Underlying the latest reduction in output was a further deterioration in new order inflows, as new business declined for the seventeenth successive month. Companies reported that weak domestic demand and declining international trade flows had led to reduced inflows of new business. Of the nations covered by the latest survey, only Ireland saw increases in both output and new orders.

“The manufacturing sector opened the final quarter of 2012 on a disappointing footing, as the downturn in the sector gathered pace," Rob Dobson, Senior Economist at Markit said.

"A broad-based decline in production was seen across the consumer, intermediate and investment goods sectors, as manufacturers faced a restrictive combination of weak demand from domestic markets and declining intra and extra-euro area trade flows.
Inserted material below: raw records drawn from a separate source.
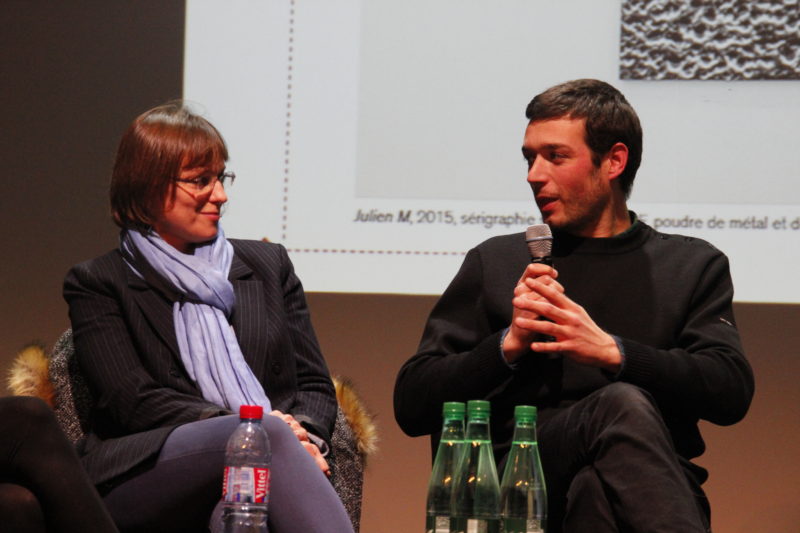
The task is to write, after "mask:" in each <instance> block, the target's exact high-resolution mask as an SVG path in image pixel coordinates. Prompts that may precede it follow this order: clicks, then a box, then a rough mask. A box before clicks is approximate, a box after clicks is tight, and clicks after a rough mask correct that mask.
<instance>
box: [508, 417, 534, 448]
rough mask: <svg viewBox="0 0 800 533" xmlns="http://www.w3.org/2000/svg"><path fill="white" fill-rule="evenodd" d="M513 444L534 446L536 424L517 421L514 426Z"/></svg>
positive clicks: (519, 420)
mask: <svg viewBox="0 0 800 533" xmlns="http://www.w3.org/2000/svg"><path fill="white" fill-rule="evenodd" d="M513 442H514V443H515V444H516V443H525V444H535V443H536V423H535V422H534V421H533V420H517V423H516V424H515V425H514V438H513Z"/></svg>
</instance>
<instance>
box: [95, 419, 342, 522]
mask: <svg viewBox="0 0 800 533" xmlns="http://www.w3.org/2000/svg"><path fill="white" fill-rule="evenodd" d="M238 423H239V417H237V416H222V417H216V418H209V419H207V420H202V421H199V422H192V423H189V424H185V425H183V426H180V427H178V428H177V429H175V431H173V432H172V433H171V434H170V436H169V438H168V439H167V441H166V442H165V443H164V446H163V448H162V449H161V452H160V453H159V456H158V460H157V462H156V464H155V465H154V466H153V467H152V468H151V469H149V470H147V471H145V472H142V473H141V474H139V475H137V476H135V477H133V478H131V479H129V480H127V481H125V482H123V483H122V484H120V485H118V486H117V487H115V488H114V489H112V490H111V492H109V493H108V494H107V495H106V496H105V500H106V504H107V505H108V508H109V510H110V511H111V515H112V516H113V517H114V520H115V521H116V522H117V525H118V526H119V528H120V529H121V530H122V531H123V532H134V531H137V532H138V531H141V532H153V531H170V532H171V533H175V532H184V531H185V532H199V531H208V525H209V520H210V517H211V514H212V511H213V510H214V508H215V506H216V505H217V503H218V502H219V500H220V497H221V495H222V472H223V468H224V459H225V446H226V444H227V442H228V438H229V437H230V435H231V433H233V430H234V429H235V428H236V426H237V424H238ZM263 424H264V427H265V428H266V430H267V434H268V435H269V440H270V449H271V452H272V462H271V479H270V496H269V511H268V516H269V530H270V532H272V533H287V532H288V533H292V532H298V533H299V532H304V533H305V532H309V531H315V532H320V533H325V532H330V533H347V532H350V533H352V531H353V529H352V524H351V523H350V518H349V517H348V515H347V512H346V511H345V509H344V506H343V504H342V502H341V500H340V499H339V497H338V496H337V494H336V492H335V491H334V490H333V486H332V485H331V484H330V482H329V481H328V479H327V478H326V477H325V475H324V474H323V473H322V471H321V470H320V469H319V467H318V466H317V465H316V463H315V462H314V460H313V459H312V458H311V456H310V455H309V454H308V452H306V450H305V449H304V448H303V447H302V446H301V445H300V442H299V441H298V440H297V437H296V436H295V434H294V433H293V432H292V430H291V429H290V428H289V426H288V425H287V424H286V423H285V422H283V421H282V420H281V419H279V418H277V417H274V416H264V422H263ZM216 523H217V516H216V515H215V519H214V521H213V524H216Z"/></svg>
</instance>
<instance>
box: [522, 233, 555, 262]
mask: <svg viewBox="0 0 800 533" xmlns="http://www.w3.org/2000/svg"><path fill="white" fill-rule="evenodd" d="M525 242H526V243H528V251H529V252H530V254H531V263H544V264H546V265H550V266H553V260H552V258H551V257H550V252H551V250H552V249H553V233H552V232H551V231H550V226H548V225H547V224H536V225H533V226H528V229H526V230H525Z"/></svg>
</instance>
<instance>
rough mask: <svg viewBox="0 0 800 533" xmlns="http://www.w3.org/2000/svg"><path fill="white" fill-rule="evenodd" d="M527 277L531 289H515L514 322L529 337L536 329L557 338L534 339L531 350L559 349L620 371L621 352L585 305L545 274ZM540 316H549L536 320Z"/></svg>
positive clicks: (557, 349)
mask: <svg viewBox="0 0 800 533" xmlns="http://www.w3.org/2000/svg"><path fill="white" fill-rule="evenodd" d="M526 272H527V270H526ZM524 281H525V285H526V286H527V287H528V288H529V289H530V290H529V291H527V292H525V291H521V292H522V293H521V294H516V291H515V295H514V300H513V305H514V318H513V322H514V325H515V326H516V327H518V328H519V329H521V330H524V331H527V332H529V333H530V336H529V337H527V338H530V339H533V336H535V334H537V333H541V334H543V335H549V336H551V337H554V338H555V341H554V342H533V341H531V343H530V349H531V350H532V351H534V352H558V353H560V354H562V355H564V356H565V357H569V358H570V359H572V360H573V361H575V362H576V363H580V364H583V365H588V366H595V367H599V368H603V369H605V370H608V371H610V372H617V371H619V367H620V364H621V363H622V354H621V353H620V351H619V347H618V346H617V343H616V342H615V341H614V339H613V337H611V335H609V334H608V333H606V332H605V331H603V330H602V329H600V327H599V326H598V325H597V324H596V323H595V322H594V320H592V318H591V317H590V316H589V314H588V313H587V312H586V310H585V309H584V308H583V307H581V306H580V305H578V304H576V303H575V302H573V301H572V300H571V299H569V298H568V297H567V296H566V295H565V294H564V290H563V287H561V286H560V285H559V284H555V283H553V282H548V281H547V280H546V278H545V279H539V278H534V279H530V278H529V279H526V280H524ZM556 285H558V286H557V287H556ZM518 287H519V286H518ZM534 317H535V318H534ZM538 317H543V318H546V319H547V320H537V319H536V318H538Z"/></svg>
Cost caution also prevailed, leading to cut backs in employment, purchasing and the disinvestment of inventories.

“The national data also paint a bleaker picture. Contractions were seen in all nations except Ireland, with the majority reporting faster rates of decline than in September. This is further evidence that the ongoing weakness of the periphery is being combined with hollowing out of the previously strong core of France and Germany.

“News from the price front was also less than positive. Cost inflation has picked up sharply in recent months, which is providing an additional unwelcomed squeeze on margins at a time when weak demand and strong competition are constraining pricing power.”